Setting the bottle down, Chess glances at her phone, then back to Ourania. “I can check. His work’s a bit unpredictable lately. But Harry’s up for it…” she stops and laughs, eyes widening. “Jesus. I just realized that’d be a double date. That’d be a first for me. Weird.”
“First time for everything, right?” Ourania shrugs her shoulders, looking a little sheepish. “Basically my first one, too. I’ve had drinks with my ex and his wife so they could meet Harry — we’re all friends, so I personally didn’t find it awkward — but that wasn’t really a double date. More like a meet and greet.” She laughs and shakes her head.
Tugging her own phone out of her coat, Ourania unlocks it and opens it to the contacts app, starting a new entry before sliding the phone across the table to Chess. “Wanna give me your number? We can text or whatever it is that normal people do when they become friends?”
Chess’ brows lift at the talk of the other not-a-double date, and she chuckles softly at the request for her number. “Sure,” she says, reaching for the phone and tapping her number in with deft fingertips.

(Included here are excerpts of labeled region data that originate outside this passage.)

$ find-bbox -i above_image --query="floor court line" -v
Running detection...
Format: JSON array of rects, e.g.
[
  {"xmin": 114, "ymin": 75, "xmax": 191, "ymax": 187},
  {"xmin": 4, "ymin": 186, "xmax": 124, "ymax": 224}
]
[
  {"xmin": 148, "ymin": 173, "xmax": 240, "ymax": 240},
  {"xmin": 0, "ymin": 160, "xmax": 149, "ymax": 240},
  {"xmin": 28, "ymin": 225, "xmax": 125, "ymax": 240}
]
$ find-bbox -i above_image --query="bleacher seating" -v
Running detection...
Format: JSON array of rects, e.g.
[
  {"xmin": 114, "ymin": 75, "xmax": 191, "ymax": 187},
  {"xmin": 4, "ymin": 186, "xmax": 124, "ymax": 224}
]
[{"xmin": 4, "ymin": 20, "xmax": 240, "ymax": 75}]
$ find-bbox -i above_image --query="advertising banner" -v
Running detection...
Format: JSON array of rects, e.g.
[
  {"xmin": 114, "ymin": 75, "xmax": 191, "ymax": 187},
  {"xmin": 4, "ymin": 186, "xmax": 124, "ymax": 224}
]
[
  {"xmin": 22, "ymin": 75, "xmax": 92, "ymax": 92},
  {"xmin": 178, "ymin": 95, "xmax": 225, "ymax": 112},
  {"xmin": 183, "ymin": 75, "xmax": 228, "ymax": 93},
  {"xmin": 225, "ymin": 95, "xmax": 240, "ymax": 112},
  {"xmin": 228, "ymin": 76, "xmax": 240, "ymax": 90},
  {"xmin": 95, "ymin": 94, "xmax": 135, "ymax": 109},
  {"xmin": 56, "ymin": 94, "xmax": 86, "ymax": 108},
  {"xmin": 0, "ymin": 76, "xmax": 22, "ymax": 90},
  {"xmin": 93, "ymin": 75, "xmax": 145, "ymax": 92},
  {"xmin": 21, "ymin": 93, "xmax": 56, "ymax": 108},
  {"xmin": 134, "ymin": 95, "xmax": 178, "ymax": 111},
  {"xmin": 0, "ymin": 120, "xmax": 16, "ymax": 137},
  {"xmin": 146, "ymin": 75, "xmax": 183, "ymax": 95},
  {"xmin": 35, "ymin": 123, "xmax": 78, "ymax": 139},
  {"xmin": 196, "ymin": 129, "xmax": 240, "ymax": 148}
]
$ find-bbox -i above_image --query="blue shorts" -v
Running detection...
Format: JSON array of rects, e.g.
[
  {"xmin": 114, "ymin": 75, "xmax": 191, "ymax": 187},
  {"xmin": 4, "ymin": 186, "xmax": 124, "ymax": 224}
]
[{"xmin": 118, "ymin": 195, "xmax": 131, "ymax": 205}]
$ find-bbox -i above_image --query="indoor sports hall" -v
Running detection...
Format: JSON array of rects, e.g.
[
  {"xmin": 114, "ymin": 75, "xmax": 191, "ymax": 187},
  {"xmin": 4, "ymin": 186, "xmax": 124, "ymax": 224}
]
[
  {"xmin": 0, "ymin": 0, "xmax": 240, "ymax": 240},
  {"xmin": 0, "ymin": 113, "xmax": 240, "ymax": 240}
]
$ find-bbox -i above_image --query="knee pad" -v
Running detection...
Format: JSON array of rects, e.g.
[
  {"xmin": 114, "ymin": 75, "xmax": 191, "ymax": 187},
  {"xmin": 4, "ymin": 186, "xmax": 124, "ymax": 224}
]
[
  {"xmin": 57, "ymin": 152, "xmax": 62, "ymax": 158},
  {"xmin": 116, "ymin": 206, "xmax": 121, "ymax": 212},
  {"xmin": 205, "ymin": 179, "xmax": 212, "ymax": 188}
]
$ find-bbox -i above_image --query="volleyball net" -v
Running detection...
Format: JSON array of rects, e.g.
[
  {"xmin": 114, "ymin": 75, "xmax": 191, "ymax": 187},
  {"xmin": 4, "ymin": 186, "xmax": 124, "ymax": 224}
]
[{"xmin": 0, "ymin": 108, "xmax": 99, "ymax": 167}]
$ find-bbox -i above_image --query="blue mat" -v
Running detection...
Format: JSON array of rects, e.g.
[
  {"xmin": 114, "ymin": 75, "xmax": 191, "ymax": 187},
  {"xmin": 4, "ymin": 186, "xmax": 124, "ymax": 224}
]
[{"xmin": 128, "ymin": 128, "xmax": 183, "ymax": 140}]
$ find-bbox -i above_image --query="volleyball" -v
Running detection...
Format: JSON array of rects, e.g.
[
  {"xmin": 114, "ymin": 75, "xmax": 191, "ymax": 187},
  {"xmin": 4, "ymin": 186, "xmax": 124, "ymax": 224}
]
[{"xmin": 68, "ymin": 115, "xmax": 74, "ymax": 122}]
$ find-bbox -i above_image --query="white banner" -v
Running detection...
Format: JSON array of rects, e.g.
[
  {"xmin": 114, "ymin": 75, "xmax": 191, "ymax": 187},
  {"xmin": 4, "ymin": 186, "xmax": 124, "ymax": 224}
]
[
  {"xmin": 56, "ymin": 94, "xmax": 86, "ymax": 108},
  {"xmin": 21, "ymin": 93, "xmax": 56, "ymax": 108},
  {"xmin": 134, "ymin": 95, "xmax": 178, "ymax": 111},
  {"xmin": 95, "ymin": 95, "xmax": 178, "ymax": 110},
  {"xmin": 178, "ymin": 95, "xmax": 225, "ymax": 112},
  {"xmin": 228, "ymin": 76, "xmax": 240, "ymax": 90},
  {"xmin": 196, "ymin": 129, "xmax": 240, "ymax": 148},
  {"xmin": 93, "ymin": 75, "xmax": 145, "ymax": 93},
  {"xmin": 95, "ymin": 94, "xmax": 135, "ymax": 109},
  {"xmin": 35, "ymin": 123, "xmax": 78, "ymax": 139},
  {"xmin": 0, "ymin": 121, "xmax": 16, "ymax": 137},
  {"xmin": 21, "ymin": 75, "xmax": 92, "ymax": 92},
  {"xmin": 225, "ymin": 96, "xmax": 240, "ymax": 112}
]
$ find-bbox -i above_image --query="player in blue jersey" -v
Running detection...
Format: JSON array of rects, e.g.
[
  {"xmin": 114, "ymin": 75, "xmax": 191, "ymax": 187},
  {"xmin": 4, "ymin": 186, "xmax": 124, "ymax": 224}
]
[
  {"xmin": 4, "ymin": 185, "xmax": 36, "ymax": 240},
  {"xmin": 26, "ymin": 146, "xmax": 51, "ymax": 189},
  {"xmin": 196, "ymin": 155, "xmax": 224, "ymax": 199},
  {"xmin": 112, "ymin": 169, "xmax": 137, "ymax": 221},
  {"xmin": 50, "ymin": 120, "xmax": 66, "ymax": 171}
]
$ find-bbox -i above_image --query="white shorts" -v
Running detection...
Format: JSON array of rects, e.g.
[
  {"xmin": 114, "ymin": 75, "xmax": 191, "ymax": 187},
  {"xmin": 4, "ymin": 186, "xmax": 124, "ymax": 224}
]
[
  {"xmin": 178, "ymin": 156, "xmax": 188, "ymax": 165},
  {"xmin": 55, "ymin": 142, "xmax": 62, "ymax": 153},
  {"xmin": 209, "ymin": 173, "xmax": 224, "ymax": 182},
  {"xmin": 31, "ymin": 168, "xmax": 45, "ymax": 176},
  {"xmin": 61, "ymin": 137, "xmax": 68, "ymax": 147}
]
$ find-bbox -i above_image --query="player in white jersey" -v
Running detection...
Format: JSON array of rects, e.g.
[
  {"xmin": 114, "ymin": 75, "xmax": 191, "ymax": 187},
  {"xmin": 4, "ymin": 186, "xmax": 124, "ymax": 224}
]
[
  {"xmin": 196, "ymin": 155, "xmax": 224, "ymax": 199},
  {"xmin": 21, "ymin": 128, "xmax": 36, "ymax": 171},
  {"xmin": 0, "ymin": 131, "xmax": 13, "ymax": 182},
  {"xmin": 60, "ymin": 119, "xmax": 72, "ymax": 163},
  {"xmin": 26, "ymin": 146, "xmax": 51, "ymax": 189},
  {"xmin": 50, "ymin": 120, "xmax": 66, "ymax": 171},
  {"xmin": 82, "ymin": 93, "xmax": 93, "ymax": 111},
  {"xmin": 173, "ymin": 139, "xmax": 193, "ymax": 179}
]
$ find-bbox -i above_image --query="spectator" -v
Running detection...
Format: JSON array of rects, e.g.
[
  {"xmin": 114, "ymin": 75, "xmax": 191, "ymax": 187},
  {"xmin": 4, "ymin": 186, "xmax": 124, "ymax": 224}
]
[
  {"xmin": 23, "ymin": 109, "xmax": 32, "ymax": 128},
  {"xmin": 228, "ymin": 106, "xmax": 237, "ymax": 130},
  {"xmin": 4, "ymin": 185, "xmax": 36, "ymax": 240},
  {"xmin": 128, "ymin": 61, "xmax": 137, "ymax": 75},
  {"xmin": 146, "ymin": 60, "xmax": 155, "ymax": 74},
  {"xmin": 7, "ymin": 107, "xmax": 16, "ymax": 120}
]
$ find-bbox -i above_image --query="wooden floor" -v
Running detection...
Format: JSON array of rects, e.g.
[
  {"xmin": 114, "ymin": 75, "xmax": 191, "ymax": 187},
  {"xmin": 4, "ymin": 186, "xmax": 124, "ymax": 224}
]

“Text me and I’ll have yours,” she says, sliding it back across the table. “Maybe my friends list will make it to double digits one of these days. That would also be a first.”
It’s said with a laugh — she’s not feeling sorry for herself. At least not about that. “I should get back to work, but it was really nice to run into you again.”
Chess rises, picking up the tray with the trash to get rid of it on her way out. “Hopefully this time you won’t have to run away from crazy gun-toting plant raiders.”
It’s just absurd enough that it gets a chuckle from Ourania while she types her message to Chess.
The cane-toting blonde with the dramatic boyfriend and an affinity for David Bowie. Let’s do lunch again soon. 🎶
Hopefully that’s descriptive enough to jog her memory later. “I’m glad we bumped into each other. Don’t work too hard, huh?”
Apparently still having time in her lunch break, Pride doesn’t rise from her seat. She simply lifts her hand and waves as Chess begins to depart. “Be well!” As she watches the woman disappear around a corner, she lets out a quiet sigh and silently hopes she won’t screw this one up this time.
Maybe, just maybe, Odessa can start to carve some kind of normal out for herself.